United States District Court, D. Nevada

October 23, 2019

AMMIANUS POMPILIUS aka Anthony Prentice and ANTHONY SALAZAR, Plaintiffs
STATE OF NEVADA EX REL, et al., Defendants



         Plaintiffs Ammianus Pompilius and Anthony Salazar (collectively Plaintiffs) are in the custody of the Nevada Department of Corrections (NDOC). They filed a first amended complaint (FAC) in state court, which the defendants removed to this court. It appears from the documents and the removal statement that removal to federal court was proper. I now screen the FAC (ECF No. 1-2) under 28 U.S.C. § 1915A.


         Federal courts must conduct a preliminary screening in any case in which an incarcerated person seeks redress from a governmental entity or officer or employee of a governmental entity. See 28 U.S.C. § 1915A(a). In its review, the court must identify any cognizable claims and dismiss any claims that are frivolous, malicious, fail to state a claim upon which relief may be granted, or seek monetary relief from a defendant who is immune from such relief. See Id. § 1915A(b)(1), (2). Pro se pleadings, however, must be liberally construed. Balistreri v. Pacifica Police Dep't, 901 F.2d 696, 699 (9th Cir. 1990). To state a claim under 42 U.S.C. § 1983, a plaintiff must allege two essential elements: (1) the violation of a right secured by the Constitution or laws of the United States, and (2) that the alleged violation was committed by a person acting under color of state law. See West v. Atkins, 487 U.S. 42, 48 (1988).

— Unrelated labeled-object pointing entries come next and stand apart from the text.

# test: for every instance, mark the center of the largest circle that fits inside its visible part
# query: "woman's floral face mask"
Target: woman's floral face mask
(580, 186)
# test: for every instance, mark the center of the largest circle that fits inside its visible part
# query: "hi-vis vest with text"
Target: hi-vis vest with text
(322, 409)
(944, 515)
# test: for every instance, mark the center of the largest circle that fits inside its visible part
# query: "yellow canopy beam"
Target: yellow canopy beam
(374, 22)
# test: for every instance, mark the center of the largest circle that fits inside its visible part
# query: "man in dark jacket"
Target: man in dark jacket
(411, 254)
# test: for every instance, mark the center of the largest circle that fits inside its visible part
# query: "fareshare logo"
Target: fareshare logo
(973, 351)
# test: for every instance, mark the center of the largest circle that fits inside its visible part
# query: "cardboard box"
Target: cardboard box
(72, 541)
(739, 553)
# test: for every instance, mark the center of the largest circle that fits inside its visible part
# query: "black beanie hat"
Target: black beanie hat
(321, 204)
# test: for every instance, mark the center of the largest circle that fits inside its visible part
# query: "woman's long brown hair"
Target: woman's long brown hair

         In addition to the screening requirements under § 1915A, the Prison Litigation Reform Act (PLRA) requires the federal court to dismiss an incarcerated person's claim if “the allegation of poverty is untrue” or if the action “is frivolous or malicious, fails to state a claim on which relief may be granted, or seeks monetary relief against a defendant who is immune from such relief.” 28 U.S.C. § 1915(e)(2). Dismissal of a complaint for failure to state a claim upon which relief can be granted is provided for in Federal Rule of Civil Procedure 12(b)(6), and the court applies the same standard under § 1915 when reviewing the adequacy of a complaint or an amended complaint. When a court dismisses a complaint under § 1915(e), the plaintiff should be given leave to amend the complaint with directions as to curing its deficiencies, unless it is clear from the face of the complaint that the deficiencies could not be cured by amendment. See Cato v. United States, 70 F.3d 1103, 1106 (9th Cir. 1995).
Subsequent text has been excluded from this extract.